Si son joli minois vous dit quelque chose, c’est parce qu’on peut la voir tous les matins de la semaine aux côtés de Gildor Roy et Éric Nolin à Canal V. Mais elle est aussi animatrice à la radio, comédienne, guitariste et chanteuse à ses heures. Pour en savoir plus sur cette fille passionnée et passionnante, poursuivez votre lecture…

 

Roxane, pour ceux et celles qui ne le savent pas, quels sont
tes liens avec la région du Saguenay–Lac-Saint-Jean?

La grande majorité de ma famille vit ici. En fait, je suis née à Dolbeau-Mistassini et j’y suis restée jusqu’à l’âge de 2 ans et demi. Évidemment, il a fallu que j’y retourne un peu plus tard pour me remémorer l’endroit! J’ai ensuite habité quelques années à Jonquière avant que mes parents ne déménagent à Laterrière. Je suis arrivée dans cette municipalité pour ma 1re année du primaire. Mes parents vivent encore là, alors quand je « descends chez nous », c’est là que je vais! Depuis quelques années, j’ai aussi un petit chalet près de chez mes parents.
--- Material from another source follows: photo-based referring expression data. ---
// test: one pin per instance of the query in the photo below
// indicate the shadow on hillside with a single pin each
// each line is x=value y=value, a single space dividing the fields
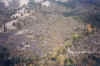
x=4 y=54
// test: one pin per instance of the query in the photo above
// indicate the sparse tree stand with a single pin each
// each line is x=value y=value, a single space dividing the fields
x=4 y=28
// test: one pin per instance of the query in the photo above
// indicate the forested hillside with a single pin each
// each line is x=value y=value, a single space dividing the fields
x=49 y=32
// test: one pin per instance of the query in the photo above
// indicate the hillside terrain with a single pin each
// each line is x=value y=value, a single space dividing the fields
x=49 y=32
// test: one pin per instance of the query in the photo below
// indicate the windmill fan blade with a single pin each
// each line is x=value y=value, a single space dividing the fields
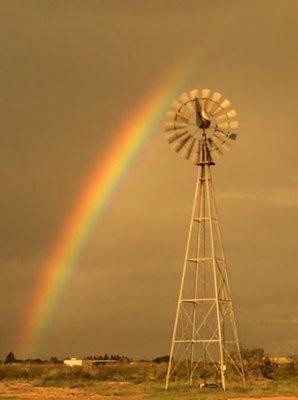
x=170 y=126
x=189 y=147
x=179 y=144
x=221 y=118
x=205 y=93
x=187 y=101
x=225 y=104
x=173 y=116
x=194 y=93
x=204 y=98
x=232 y=113
x=216 y=97
x=214 y=149
x=222 y=145
x=173 y=136
x=222 y=107
x=234 y=125
x=180 y=108
x=233 y=136
x=215 y=102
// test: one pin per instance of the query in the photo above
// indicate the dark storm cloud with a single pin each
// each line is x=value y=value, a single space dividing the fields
x=69 y=72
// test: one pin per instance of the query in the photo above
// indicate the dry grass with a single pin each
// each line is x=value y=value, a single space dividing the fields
x=121 y=381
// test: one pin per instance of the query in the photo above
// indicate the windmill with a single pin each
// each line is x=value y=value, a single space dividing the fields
x=200 y=127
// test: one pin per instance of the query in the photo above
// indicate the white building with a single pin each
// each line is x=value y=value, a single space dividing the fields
x=73 y=362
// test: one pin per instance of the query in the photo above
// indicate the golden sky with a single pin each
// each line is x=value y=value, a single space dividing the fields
x=69 y=72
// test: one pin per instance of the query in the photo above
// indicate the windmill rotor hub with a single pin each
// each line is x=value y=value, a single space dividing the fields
x=200 y=126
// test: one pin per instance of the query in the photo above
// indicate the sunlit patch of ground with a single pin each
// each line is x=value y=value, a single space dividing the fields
x=20 y=390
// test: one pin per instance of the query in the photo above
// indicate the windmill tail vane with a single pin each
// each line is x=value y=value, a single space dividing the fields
x=205 y=343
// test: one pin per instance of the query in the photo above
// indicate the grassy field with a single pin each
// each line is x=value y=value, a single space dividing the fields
x=124 y=381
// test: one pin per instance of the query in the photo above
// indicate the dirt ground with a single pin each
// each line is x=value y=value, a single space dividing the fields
x=22 y=390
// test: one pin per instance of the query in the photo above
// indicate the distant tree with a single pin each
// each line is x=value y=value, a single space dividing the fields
x=10 y=358
x=54 y=360
x=267 y=368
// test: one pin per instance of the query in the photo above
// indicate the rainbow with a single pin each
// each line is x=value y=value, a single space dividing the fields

Je pense que les gens du Saguenay–Lac-Saint-Jean doivent apprécier leur région. Dans mon cas, j’ai dû partir pour m’ouvrir les yeux et, à mon retour, voir comme c’est beau et comme on est bien! Ici, la communauté a encore un sens et ça fait toute la différence! J’ai toujours hâte de venir y faire un tour!

 

Tu as toi-même enregistré et produit ton tout premier album indépendant Il neigera des fleurs, qui date déjà de quelques années. D’où te vient cet amour de la création?
C’est d’abord et avant tout un besoin d’expression, je crois. Quelque chose de très fort à l’intérieur de moi qui cherche à sortir à tout prix! Et, en vérité, quand je suis trop longtemps sans faire « sortir » cette créativité, elle m’en fait voir de toutes les couleurs! Il en va de mon équilibre de pouvoir m’exprimer et il en a toujours été ainsi. Je n’ai jamais pu me résoudre à une seule forme d’art, car je puise dans chacune d’elles un sentiment différent. Au bout du compte, tous ces sentiments font du bien! Quand je fais de la musique, le temps s’arrête. C’est un sentiment magnifique!
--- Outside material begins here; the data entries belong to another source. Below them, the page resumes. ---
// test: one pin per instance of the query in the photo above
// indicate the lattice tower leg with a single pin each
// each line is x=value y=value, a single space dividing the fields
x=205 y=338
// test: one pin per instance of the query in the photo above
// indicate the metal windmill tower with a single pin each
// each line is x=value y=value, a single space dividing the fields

Peux-tu résumer ton parcours musical jusqu’à maintenant?
Mes parents sont de grands amateurs de musique, ce qui a éveillé ma curiosité. Vers 10 ans, j’ai eu un petit orgue, puis un clavier. J’ai ensuite commencé à suivre des cours de piano. À l’adolescence, même si je ne me trouvais pas talentueuse, j’ai suivi mon cœur et je me suis inscrite aux cours de musique à la polyvalente. À mon arrivée à Montréal, j’ai eu envie de transporter avec moi mon instrument, alors j’ai suivi des cours de guitare. J’ai fait partie d’un premier groupe puis d’un second, et j’ai alors commencé la composition et l’écriture de textes de manière plus sérieuse. 
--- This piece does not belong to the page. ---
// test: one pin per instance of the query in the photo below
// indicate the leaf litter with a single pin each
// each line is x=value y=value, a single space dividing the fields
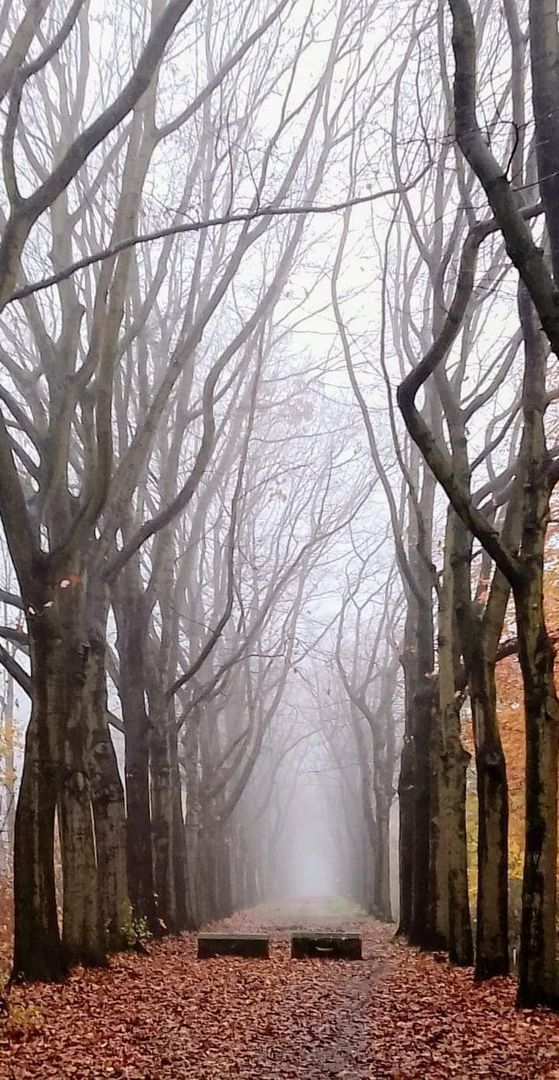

Lorsque mon second groupe s’est séparé, j’ai continué seule. La ronde des concours et des envois de démos s’est poursuivie jusqu’à ce que je décide de ne plus attendre l’approbation des autres et de foncer par moi-même. J’ai dû pratiquement tout faire pour mon premier album, mais ça m’a procuré une grande fierté. Maintenant, de nouvelles chansons sont prêtes. Il me reste à trouver du temps pour entrer en studio et proposer mon second projet.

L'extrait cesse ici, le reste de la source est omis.